⑤ 作業リーダーが出稼ぎラオス作業者にラオス語で通訳 ⇒

まるで連合国軍の様な6つの言葉での伝言ゲームになります。

内容が理解出来ない日本語➡あやふや英語➡Singlish➡Tainglish➡タイ語➡ラオス語

 

ここまで来ると、一生懸命にあやふや英語で10分間説明しても、最後のラオス作業者へは数秒での説明へと大減衰しまうのです。  

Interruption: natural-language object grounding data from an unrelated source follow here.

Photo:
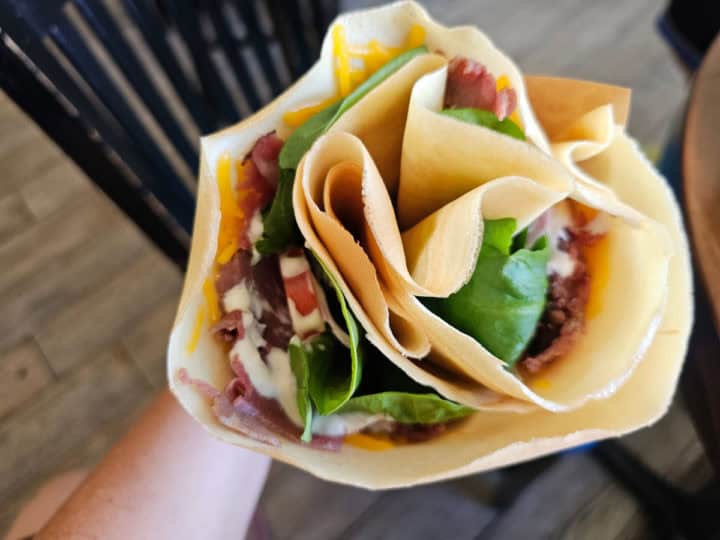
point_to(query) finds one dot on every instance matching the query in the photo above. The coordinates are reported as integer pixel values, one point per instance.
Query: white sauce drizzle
(338, 425)
(293, 266)
(274, 380)
(313, 322)
(237, 298)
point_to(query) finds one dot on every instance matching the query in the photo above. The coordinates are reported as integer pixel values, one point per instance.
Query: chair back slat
(230, 47)
(107, 32)
(27, 90)
(164, 184)
(148, 20)
(188, 24)
(257, 41)
(139, 79)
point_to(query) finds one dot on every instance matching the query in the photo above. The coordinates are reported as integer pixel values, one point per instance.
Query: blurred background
(87, 302)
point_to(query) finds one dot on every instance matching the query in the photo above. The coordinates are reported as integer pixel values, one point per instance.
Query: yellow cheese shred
(350, 75)
(367, 442)
(231, 215)
(211, 300)
(298, 117)
(197, 328)
(597, 258)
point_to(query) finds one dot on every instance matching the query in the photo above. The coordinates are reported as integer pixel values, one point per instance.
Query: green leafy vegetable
(279, 227)
(408, 408)
(486, 119)
(331, 382)
(376, 78)
(333, 376)
(302, 138)
(299, 363)
(501, 304)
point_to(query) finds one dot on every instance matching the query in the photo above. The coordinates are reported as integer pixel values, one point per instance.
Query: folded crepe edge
(415, 464)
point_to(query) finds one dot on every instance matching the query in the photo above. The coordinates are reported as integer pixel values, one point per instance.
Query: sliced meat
(413, 433)
(470, 84)
(564, 316)
(302, 297)
(265, 157)
(233, 272)
(257, 183)
(230, 326)
(223, 408)
(268, 285)
(248, 403)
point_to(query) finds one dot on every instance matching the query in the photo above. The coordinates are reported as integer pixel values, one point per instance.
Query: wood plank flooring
(87, 304)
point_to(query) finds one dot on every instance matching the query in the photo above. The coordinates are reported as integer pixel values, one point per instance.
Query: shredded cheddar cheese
(349, 74)
(211, 300)
(366, 442)
(342, 60)
(597, 259)
(298, 117)
(230, 213)
(197, 328)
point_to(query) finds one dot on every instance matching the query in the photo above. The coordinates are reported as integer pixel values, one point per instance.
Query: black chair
(223, 59)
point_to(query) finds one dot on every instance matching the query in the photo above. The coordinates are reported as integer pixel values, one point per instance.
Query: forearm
(167, 478)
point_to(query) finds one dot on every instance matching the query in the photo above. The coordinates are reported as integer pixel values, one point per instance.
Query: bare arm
(167, 478)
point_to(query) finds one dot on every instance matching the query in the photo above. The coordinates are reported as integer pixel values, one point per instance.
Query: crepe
(579, 150)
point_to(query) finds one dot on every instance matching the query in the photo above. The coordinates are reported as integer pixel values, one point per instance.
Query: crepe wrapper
(622, 373)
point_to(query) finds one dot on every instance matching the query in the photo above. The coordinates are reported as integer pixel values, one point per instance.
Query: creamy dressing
(560, 263)
(556, 221)
(256, 228)
(304, 325)
(241, 298)
(274, 380)
(599, 225)
(339, 425)
(237, 298)
(291, 266)
(335, 328)
(255, 232)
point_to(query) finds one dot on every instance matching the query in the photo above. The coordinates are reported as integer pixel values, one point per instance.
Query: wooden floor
(87, 304)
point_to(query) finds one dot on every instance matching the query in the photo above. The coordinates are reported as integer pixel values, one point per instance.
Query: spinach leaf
(501, 304)
(408, 408)
(331, 382)
(299, 363)
(376, 78)
(486, 119)
(332, 376)
(280, 229)
(302, 138)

(教育レベルやバックボーンの違いもあり伝わるはずもありません。)

 

【やってみせ。言って聞かせてさせてみて。褒めてやらねば人は動かじ】です。

この頃から力を入れた作業指導の方法は、

① ビデオ作業標準書作成に力を入れ、画像で見せる方法を導入。

② そして現地で、日本人作業指導者が実際の作業実演で教える。

③ それぞれの作業者に実際に作業してもらい、上手く行けば褒めちぎる。

何度も何度も正しい作業が出来るまで、“やんだぐなる”くらい繰り返し指導する。

時間はかかるがこの方法がゴールへの近道なのである。

上述の【言って聞かせて】は伝言ゲームのせいで殆ど役に立ちませんでしたよ。五十六さん。

 

昼食は工場労働者と同じメニュー。

会社には社員食堂が完備されており、昼食はフリーで食べ放題なのです。

とは言うものの、メインは工場労働者向けメニューばかり。

食材も味も見た目も、それはそれは、【お母さん!先立つ不孝をお許し下さい】って言うレベル。

サラダは埃っぽい味のする見たことの無いまるで野草。ご飯はパサパサのタイ米にチャチャっと汁をかけ、魚は骨だらけで身の無い、やたら口のデカイ魚、肉は何の肉かは正体不明。

※ワニやミズオオトカゲなども食材として出るから楽しい。(?)

プラカップに入った飲み物の表面には怪しげな油の被膜が、、、、、、、、、、、。 

慣れるまではそりゃぁもう痩せる想いの毎日でした。(とは言え、なぜか太って帰国するのが常)

(ローカルの出店で食べるのを想像しては間違いです。 皆さんにはお勧め出来ません。)

 

工場のオーナーは新興財閥のご子息。

彼の家は仙台市体育館より大きそうな豪華絢爛な大邸宅。 なんとその一角にタイ警察のNo2が間借りしており警備は厳重。 ハンパ無い大金持ち。 (数年後、厚生大臣に出世)

ある日、シンガポールへ帰る日の会議が肉薄し、飛行機の時間が刻々と迫って来ても、オーナーは、友達が送ってくれるので心配ないと悠長に構え会議は続行。

その後 友達が来たので終了しようとなり、そこに迎えに来た友達の車と言うのは、ナ・ナ・ナント!! パトカー1台に白バイ2台。

空港までは、普通1時間チョイかかる道のりが20分弱で到着。 まさにVIP待遇。

後にも先にもパトカーに乗ったのは生まれて初めてなので興奮冷め止まぬ経験でした。  

 

これからは家内に内緒の話なのですが、

当時 金価格は1200~1300円/g。 出張手当を節約し、小遣いを貯めヤーさん風のチェーンネックレスを購入。それがナ・ナ・ナント!! 今の金相場では約8000円/gだそうな。  

当時、投資センスが無かったので致し方無いのですが、借金してでも1㎏位買っておくべきだったと後悔することしきりの今日この頃です。

シメシメ、ネックレス売れば、チョットした小遣いになるのよねー (小市民の小さな幸せ!!)

 

次回はハルピンよもやま話をお送りします。